I felt like saying, I know the feeling, but he’d probably take it the wrong way, he can be a bit touchy now and again. He was looking beyond me obviously having some form of dialogue with himself. I saw his eyes moisten and laid my hand on his. It took him a moment to realise what had happened and when he did he smiled in a loving but sad sort of way.

“Ye’re a guid lassie, Cathy. He’d hae loved ye just as much as I dae.”

“Did he know your Catherine?”

“Aye but only as a bairn, he did notice she wisnae very boyish.”

“Oh?”

“Aye, he said she wis more like a girl than a boy.”

“That happened to me as well apparently, so it seems bystanders do see more of the game, don’t they?”

“Aye, sometimes.” He took his coffee and the paper down to his study and I made Si a cup of coffee and took it up to him. He had company in bed—two shameless hussies, Cate and Lizzie. How had she got into the bed. Si was fast asleep.

“Did you help Lizzie into my bed?” I asked Cate.

“I might have,” she said acting very coy.
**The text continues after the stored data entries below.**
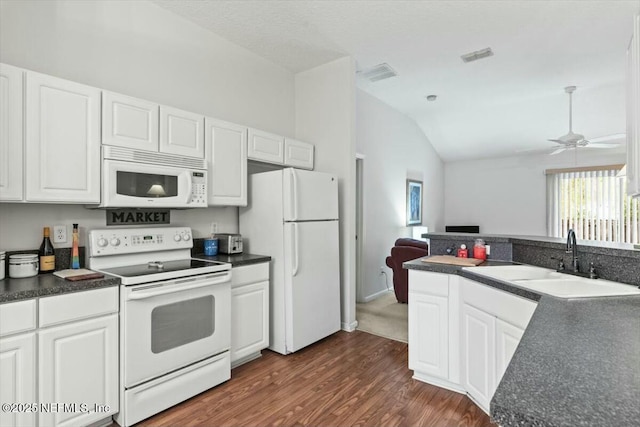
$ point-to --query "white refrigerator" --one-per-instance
(292, 215)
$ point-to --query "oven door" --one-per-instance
(171, 324)
(129, 184)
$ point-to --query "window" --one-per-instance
(594, 203)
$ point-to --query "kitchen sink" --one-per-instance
(517, 272)
(578, 287)
(550, 282)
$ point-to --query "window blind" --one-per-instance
(594, 204)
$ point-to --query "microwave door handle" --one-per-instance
(189, 187)
(294, 196)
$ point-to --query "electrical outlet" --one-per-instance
(59, 234)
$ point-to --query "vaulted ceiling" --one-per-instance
(505, 104)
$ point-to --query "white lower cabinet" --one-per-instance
(493, 323)
(463, 334)
(18, 379)
(78, 367)
(249, 312)
(433, 326)
(63, 369)
(478, 349)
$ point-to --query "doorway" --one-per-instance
(359, 227)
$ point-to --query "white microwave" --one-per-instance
(146, 179)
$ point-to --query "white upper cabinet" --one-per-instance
(266, 147)
(226, 154)
(129, 122)
(181, 132)
(298, 154)
(11, 141)
(62, 141)
(633, 112)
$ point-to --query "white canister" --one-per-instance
(2, 267)
(23, 265)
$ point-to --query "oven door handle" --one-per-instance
(175, 286)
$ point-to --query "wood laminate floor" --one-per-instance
(347, 379)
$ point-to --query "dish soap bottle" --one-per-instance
(46, 253)
(462, 252)
(75, 252)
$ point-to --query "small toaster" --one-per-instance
(229, 243)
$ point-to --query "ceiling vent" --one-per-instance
(478, 54)
(377, 73)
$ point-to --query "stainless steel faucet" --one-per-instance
(572, 248)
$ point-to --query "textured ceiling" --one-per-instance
(498, 106)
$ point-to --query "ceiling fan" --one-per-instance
(574, 140)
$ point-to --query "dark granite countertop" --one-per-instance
(578, 363)
(236, 260)
(12, 290)
(600, 247)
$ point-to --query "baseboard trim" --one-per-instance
(377, 295)
(349, 327)
(439, 382)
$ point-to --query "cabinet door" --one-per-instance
(181, 132)
(63, 141)
(129, 122)
(478, 354)
(266, 147)
(78, 364)
(508, 337)
(298, 154)
(249, 319)
(10, 133)
(18, 384)
(429, 335)
(226, 154)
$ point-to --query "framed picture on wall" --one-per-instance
(414, 202)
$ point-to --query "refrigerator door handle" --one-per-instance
(295, 249)
(294, 195)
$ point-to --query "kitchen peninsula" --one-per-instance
(576, 360)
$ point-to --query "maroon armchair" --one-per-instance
(405, 249)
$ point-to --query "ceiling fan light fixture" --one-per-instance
(477, 54)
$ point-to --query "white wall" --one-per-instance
(395, 149)
(508, 195)
(142, 50)
(325, 116)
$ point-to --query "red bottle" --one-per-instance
(479, 250)
(462, 252)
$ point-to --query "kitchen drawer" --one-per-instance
(426, 282)
(509, 307)
(249, 274)
(79, 305)
(17, 317)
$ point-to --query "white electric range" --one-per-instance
(174, 316)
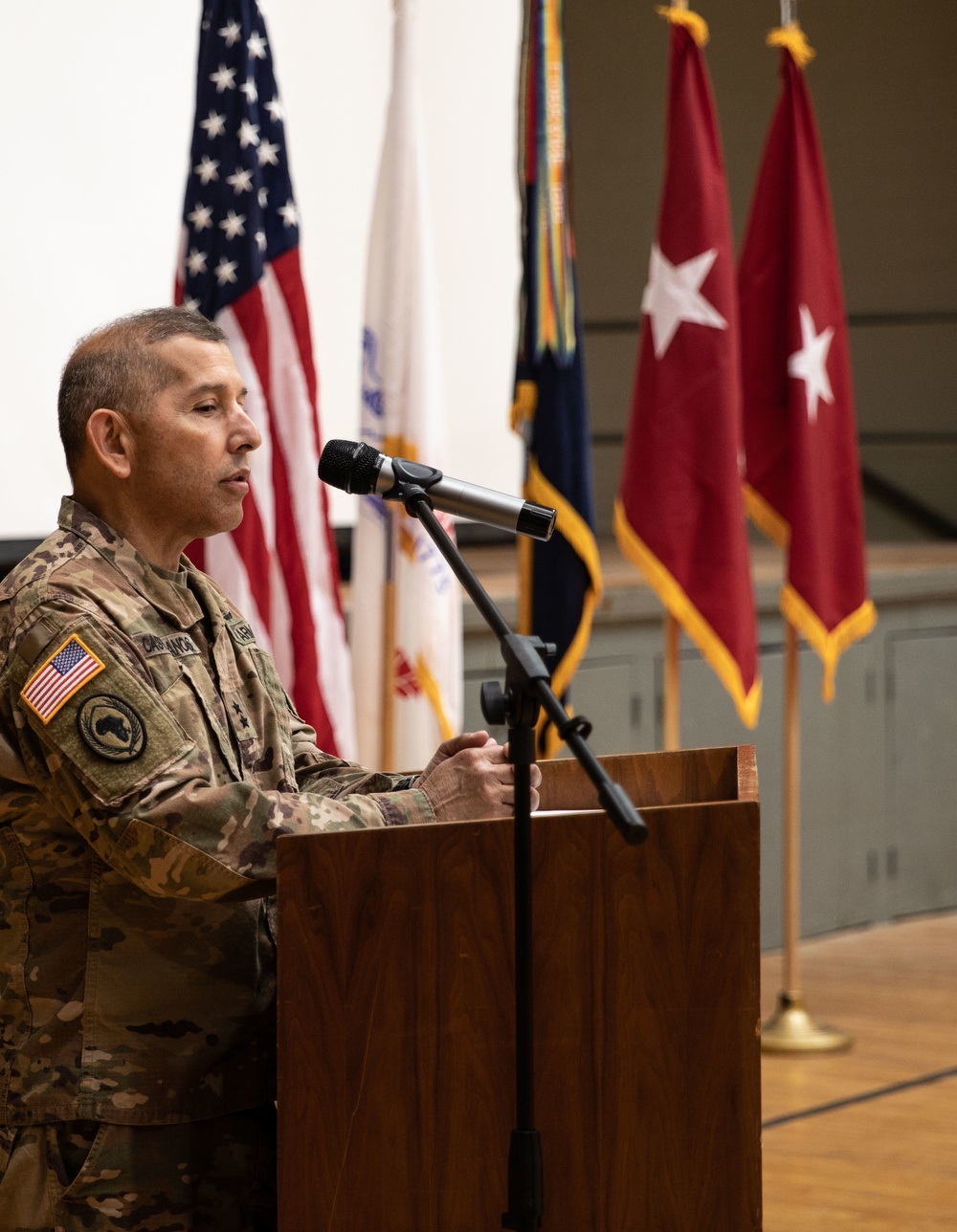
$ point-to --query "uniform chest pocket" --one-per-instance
(263, 700)
(192, 700)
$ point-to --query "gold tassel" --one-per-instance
(692, 21)
(795, 41)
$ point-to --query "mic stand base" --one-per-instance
(526, 690)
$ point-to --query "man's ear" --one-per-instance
(109, 436)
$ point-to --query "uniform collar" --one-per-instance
(174, 600)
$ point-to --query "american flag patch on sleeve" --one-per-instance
(59, 678)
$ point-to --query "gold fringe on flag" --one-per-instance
(795, 41)
(672, 595)
(696, 25)
(830, 646)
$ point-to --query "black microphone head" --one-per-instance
(350, 466)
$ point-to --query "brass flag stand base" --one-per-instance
(790, 1029)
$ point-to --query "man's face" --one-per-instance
(190, 460)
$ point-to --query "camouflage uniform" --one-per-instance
(137, 825)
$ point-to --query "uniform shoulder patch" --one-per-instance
(111, 727)
(64, 672)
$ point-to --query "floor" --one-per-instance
(867, 1140)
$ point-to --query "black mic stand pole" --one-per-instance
(526, 689)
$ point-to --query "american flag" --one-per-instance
(239, 266)
(59, 678)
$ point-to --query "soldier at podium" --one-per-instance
(149, 758)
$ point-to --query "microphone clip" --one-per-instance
(412, 483)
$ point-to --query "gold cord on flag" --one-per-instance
(793, 38)
(679, 15)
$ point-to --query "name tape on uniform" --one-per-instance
(178, 645)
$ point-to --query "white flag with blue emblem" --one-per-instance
(406, 632)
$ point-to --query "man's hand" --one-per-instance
(469, 778)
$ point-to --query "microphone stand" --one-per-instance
(526, 690)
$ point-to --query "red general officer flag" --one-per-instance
(679, 514)
(803, 484)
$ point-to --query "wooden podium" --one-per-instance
(396, 1057)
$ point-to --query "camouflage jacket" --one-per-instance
(148, 759)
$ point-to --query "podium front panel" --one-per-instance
(396, 1061)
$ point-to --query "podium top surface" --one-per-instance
(655, 780)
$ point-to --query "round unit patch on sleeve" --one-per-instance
(111, 728)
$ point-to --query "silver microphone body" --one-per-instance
(358, 469)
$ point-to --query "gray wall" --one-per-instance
(879, 766)
(884, 85)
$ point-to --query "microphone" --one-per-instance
(358, 469)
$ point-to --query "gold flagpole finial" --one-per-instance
(679, 15)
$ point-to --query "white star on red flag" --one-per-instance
(811, 363)
(674, 295)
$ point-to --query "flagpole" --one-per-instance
(389, 646)
(672, 684)
(790, 1027)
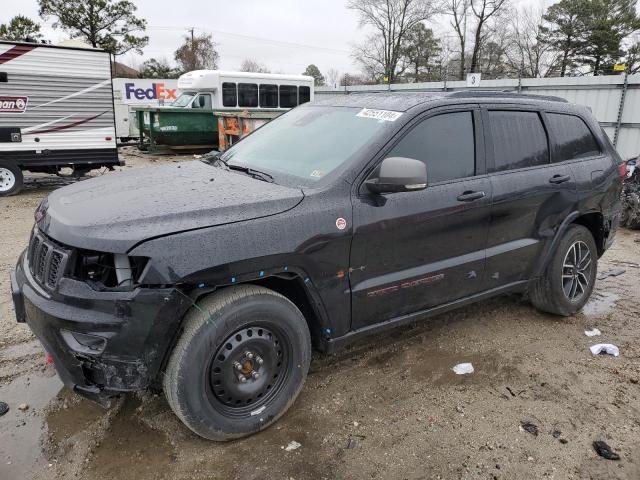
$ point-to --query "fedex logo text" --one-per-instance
(156, 92)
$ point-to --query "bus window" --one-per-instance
(269, 96)
(288, 96)
(247, 95)
(305, 94)
(203, 101)
(229, 95)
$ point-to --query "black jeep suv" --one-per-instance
(340, 218)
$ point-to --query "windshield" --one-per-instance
(183, 100)
(306, 142)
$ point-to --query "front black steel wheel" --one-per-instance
(239, 364)
(249, 369)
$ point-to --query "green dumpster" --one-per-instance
(176, 128)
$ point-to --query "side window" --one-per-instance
(574, 138)
(269, 96)
(519, 140)
(203, 101)
(445, 143)
(247, 95)
(288, 96)
(229, 95)
(304, 94)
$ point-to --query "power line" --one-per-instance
(250, 37)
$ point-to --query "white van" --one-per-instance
(56, 111)
(219, 90)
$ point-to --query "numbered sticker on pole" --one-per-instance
(473, 79)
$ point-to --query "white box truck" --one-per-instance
(56, 111)
(139, 92)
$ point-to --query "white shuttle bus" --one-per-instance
(56, 110)
(220, 90)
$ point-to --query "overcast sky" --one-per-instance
(286, 35)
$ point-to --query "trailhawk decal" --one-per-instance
(407, 284)
(386, 115)
(13, 104)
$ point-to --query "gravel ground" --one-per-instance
(387, 407)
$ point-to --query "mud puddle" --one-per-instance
(20, 431)
(600, 304)
(130, 448)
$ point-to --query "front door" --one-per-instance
(415, 250)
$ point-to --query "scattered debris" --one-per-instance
(614, 272)
(605, 451)
(558, 434)
(293, 445)
(463, 368)
(530, 428)
(592, 333)
(605, 348)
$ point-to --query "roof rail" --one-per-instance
(504, 94)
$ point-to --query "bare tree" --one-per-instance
(459, 10)
(198, 52)
(483, 10)
(251, 65)
(391, 19)
(333, 77)
(528, 53)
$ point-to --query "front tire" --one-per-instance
(568, 280)
(239, 364)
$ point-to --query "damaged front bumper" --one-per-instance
(102, 342)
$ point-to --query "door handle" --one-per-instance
(470, 196)
(559, 179)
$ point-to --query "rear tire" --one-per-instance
(246, 331)
(11, 179)
(567, 283)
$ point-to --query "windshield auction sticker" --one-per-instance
(386, 115)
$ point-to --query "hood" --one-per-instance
(114, 212)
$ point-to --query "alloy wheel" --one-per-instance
(576, 271)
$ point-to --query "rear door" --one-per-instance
(531, 195)
(415, 250)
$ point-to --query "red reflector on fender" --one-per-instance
(622, 170)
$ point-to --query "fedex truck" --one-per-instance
(139, 92)
(56, 111)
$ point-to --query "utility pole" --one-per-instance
(193, 51)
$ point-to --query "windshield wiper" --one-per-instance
(215, 160)
(250, 171)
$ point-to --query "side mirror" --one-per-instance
(399, 174)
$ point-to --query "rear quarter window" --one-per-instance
(573, 137)
(519, 140)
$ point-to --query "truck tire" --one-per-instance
(239, 364)
(568, 280)
(11, 179)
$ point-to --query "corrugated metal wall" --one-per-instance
(602, 94)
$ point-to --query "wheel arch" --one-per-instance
(592, 221)
(293, 285)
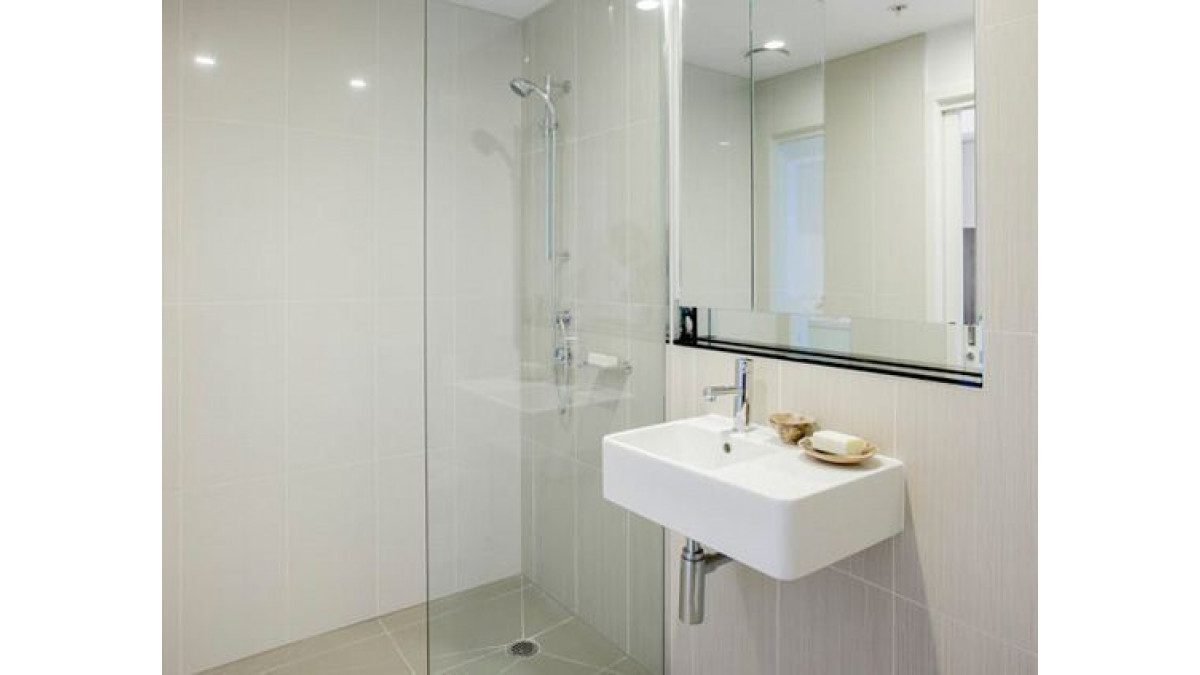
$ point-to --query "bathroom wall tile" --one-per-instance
(171, 365)
(331, 548)
(929, 643)
(247, 41)
(646, 592)
(171, 57)
(402, 71)
(331, 43)
(853, 402)
(441, 517)
(646, 179)
(603, 583)
(400, 377)
(835, 623)
(647, 89)
(233, 566)
(645, 383)
(599, 250)
(681, 374)
(875, 565)
(331, 371)
(487, 156)
(1008, 490)
(1001, 11)
(331, 217)
(899, 242)
(233, 390)
(401, 487)
(487, 507)
(400, 244)
(739, 632)
(555, 536)
(485, 339)
(232, 228)
(550, 45)
(937, 555)
(171, 211)
(603, 61)
(1008, 174)
(439, 374)
(172, 583)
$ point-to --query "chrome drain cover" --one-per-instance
(523, 649)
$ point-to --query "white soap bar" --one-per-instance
(838, 443)
(603, 360)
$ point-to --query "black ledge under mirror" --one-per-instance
(827, 183)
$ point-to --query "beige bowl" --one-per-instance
(791, 426)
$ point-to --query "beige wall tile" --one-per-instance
(1000, 11)
(603, 55)
(247, 41)
(329, 45)
(233, 393)
(331, 548)
(833, 623)
(1008, 174)
(233, 572)
(330, 383)
(401, 487)
(171, 210)
(929, 643)
(331, 216)
(232, 226)
(603, 560)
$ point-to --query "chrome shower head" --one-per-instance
(523, 88)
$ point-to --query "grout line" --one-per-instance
(179, 340)
(375, 341)
(287, 321)
(395, 645)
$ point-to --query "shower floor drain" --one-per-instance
(523, 649)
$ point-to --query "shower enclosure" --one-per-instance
(546, 199)
(414, 269)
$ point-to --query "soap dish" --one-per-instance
(807, 443)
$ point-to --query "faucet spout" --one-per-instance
(739, 390)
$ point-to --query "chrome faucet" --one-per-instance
(741, 393)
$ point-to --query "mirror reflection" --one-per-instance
(828, 175)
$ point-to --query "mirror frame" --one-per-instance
(689, 326)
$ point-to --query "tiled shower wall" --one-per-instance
(955, 592)
(293, 449)
(598, 560)
(474, 357)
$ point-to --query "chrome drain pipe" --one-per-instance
(694, 566)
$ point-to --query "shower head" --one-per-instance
(523, 88)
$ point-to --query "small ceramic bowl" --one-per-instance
(791, 426)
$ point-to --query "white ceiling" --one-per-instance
(511, 9)
(715, 33)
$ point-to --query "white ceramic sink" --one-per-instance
(757, 501)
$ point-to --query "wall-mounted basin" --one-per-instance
(750, 496)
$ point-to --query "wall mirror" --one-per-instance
(827, 180)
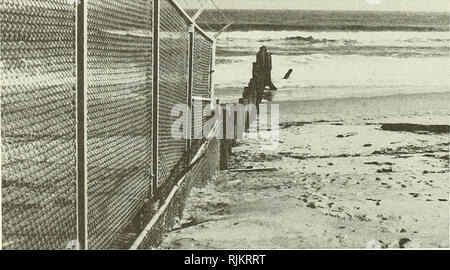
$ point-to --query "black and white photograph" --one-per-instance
(195, 125)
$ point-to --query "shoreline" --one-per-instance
(342, 182)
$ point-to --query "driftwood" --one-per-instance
(261, 78)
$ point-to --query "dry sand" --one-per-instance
(343, 182)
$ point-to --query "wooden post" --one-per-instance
(81, 132)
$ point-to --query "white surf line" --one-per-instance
(169, 198)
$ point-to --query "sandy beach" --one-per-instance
(343, 182)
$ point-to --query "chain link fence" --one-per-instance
(38, 124)
(39, 114)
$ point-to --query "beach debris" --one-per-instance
(293, 124)
(373, 244)
(345, 135)
(403, 241)
(311, 205)
(384, 170)
(416, 127)
(378, 163)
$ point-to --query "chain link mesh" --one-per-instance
(173, 83)
(119, 148)
(38, 106)
(201, 83)
(37, 64)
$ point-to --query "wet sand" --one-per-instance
(343, 181)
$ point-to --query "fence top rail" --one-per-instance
(191, 21)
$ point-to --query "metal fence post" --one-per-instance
(190, 89)
(211, 76)
(155, 99)
(81, 134)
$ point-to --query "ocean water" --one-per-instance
(337, 54)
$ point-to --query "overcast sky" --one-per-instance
(392, 5)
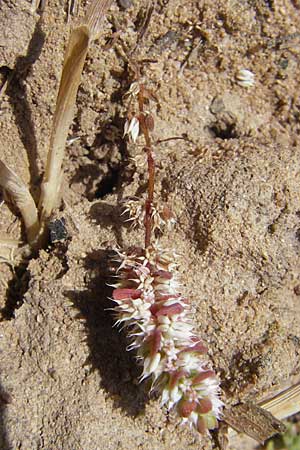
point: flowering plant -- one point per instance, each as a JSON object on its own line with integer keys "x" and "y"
{"x": 158, "y": 318}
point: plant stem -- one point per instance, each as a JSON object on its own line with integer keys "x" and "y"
{"x": 151, "y": 169}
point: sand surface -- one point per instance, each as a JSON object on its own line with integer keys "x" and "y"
{"x": 67, "y": 382}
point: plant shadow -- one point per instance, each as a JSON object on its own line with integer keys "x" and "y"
{"x": 107, "y": 345}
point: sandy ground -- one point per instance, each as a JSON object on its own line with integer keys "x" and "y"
{"x": 67, "y": 381}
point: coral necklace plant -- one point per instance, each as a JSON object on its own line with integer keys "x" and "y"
{"x": 154, "y": 312}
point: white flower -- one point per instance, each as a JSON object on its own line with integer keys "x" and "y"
{"x": 132, "y": 128}
{"x": 161, "y": 331}
{"x": 245, "y": 78}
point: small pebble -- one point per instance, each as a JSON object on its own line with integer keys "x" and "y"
{"x": 245, "y": 78}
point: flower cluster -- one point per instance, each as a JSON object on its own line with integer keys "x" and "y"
{"x": 161, "y": 215}
{"x": 158, "y": 318}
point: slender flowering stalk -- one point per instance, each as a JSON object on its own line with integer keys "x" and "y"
{"x": 150, "y": 306}
{"x": 157, "y": 316}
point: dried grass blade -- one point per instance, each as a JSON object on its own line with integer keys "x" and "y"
{"x": 284, "y": 404}
{"x": 95, "y": 15}
{"x": 74, "y": 60}
{"x": 21, "y": 196}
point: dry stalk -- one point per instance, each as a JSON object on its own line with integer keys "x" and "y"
{"x": 76, "y": 52}
{"x": 260, "y": 427}
{"x": 80, "y": 39}
{"x": 21, "y": 196}
{"x": 284, "y": 404}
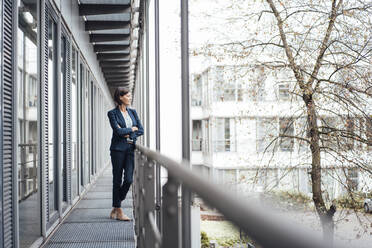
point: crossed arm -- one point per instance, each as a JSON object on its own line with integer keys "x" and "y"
{"x": 133, "y": 132}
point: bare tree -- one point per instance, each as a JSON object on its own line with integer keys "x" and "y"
{"x": 326, "y": 47}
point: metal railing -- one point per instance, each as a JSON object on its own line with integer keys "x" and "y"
{"x": 266, "y": 229}
{"x": 27, "y": 170}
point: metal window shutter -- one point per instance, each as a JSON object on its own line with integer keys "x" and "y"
{"x": 7, "y": 131}
{"x": 67, "y": 104}
{"x": 45, "y": 117}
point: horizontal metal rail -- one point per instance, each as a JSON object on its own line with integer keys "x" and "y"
{"x": 259, "y": 224}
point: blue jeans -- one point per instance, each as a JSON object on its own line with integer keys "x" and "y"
{"x": 121, "y": 161}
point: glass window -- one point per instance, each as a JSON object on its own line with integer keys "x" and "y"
{"x": 223, "y": 138}
{"x": 62, "y": 108}
{"x": 329, "y": 132}
{"x": 369, "y": 132}
{"x": 27, "y": 132}
{"x": 286, "y": 132}
{"x": 266, "y": 134}
{"x": 196, "y": 135}
{"x": 197, "y": 92}
{"x": 74, "y": 123}
{"x": 303, "y": 132}
{"x": 205, "y": 142}
{"x": 349, "y": 134}
{"x": 284, "y": 92}
{"x": 224, "y": 88}
{"x": 352, "y": 179}
{"x": 52, "y": 65}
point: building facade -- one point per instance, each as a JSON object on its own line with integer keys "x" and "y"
{"x": 54, "y": 130}
{"x": 249, "y": 130}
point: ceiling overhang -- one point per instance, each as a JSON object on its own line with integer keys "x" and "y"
{"x": 113, "y": 27}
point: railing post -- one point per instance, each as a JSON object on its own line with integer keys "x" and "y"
{"x": 149, "y": 200}
{"x": 170, "y": 214}
{"x": 136, "y": 194}
{"x": 141, "y": 201}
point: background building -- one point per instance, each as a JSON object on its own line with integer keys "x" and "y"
{"x": 247, "y": 123}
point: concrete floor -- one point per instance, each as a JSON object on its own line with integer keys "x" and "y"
{"x": 89, "y": 225}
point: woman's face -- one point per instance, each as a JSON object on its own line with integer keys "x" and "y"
{"x": 126, "y": 99}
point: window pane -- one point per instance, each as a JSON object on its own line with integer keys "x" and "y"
{"x": 74, "y": 128}
{"x": 266, "y": 134}
{"x": 286, "y": 129}
{"x": 52, "y": 34}
{"x": 27, "y": 132}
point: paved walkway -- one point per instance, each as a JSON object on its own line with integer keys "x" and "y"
{"x": 89, "y": 225}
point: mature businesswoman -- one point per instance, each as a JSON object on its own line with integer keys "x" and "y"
{"x": 126, "y": 128}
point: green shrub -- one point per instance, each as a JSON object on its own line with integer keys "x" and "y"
{"x": 204, "y": 240}
{"x": 354, "y": 200}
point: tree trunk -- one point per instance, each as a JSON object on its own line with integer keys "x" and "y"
{"x": 326, "y": 216}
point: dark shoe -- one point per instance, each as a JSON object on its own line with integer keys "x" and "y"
{"x": 121, "y": 216}
{"x": 113, "y": 213}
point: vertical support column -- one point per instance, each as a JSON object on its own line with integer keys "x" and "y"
{"x": 186, "y": 194}
{"x": 147, "y": 72}
{"x": 8, "y": 124}
{"x": 157, "y": 114}
{"x": 135, "y": 191}
{"x": 141, "y": 196}
{"x": 170, "y": 214}
{"x": 149, "y": 202}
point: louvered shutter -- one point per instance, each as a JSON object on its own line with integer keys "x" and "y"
{"x": 67, "y": 104}
{"x": 7, "y": 121}
{"x": 44, "y": 113}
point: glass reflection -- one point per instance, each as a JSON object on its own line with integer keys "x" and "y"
{"x": 63, "y": 116}
{"x": 27, "y": 132}
{"x": 52, "y": 33}
{"x": 74, "y": 179}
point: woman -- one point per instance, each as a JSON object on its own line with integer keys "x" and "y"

“I need to know if you did sweetheart.”

“Is you cross with me?”

“No, of course not.” I woke Simon and gave him his coffee then took Lizzie down for her breakfast followed by Cate, then Danielle—oh poo she was playing football today and I forgot—again.

“You comin’ to watch me?”

“If I can get someone to watch the little ones. Trish might be interested.”

“Nah, it’s gonna rain, she don’t do rain.” I recalled her getting all flustered when her zip jammed last week.

“No, I don’t suppose she does. Go and ask your dad, he’d probably come.”

“He said he had things to do this morning.”

“He didn’t tell me.”

“Oops, have I dropped him in it?”

“No, of course not,” I said while trying to think if he’d said anything about Sunday morning. It was probably work related. I’ll have to ask Jacquie and Julie to babysit. Trish and Livvie with Mima will be okay, they’ve probably got homework to do anyway and as it’s going to rain they won’t be worried about not going anywhere.

Julie and Phoebe arrived at the table. “What are you doing up?” I almost gasped.

“I’m fine thank you mother.”

“How are you, darling?” I asked facetiously.

“We’ve got a course arranged at Winchester.”

“Oh, you making sandwiches?”

“Nah food is provided.”

“A course on what?”

“Some laser thingy to ease wrinkles. We’re not gonna buy one, they’re about five or six grand.”

“Ouch.”

“Yeah, but at least we get a chance to try them.”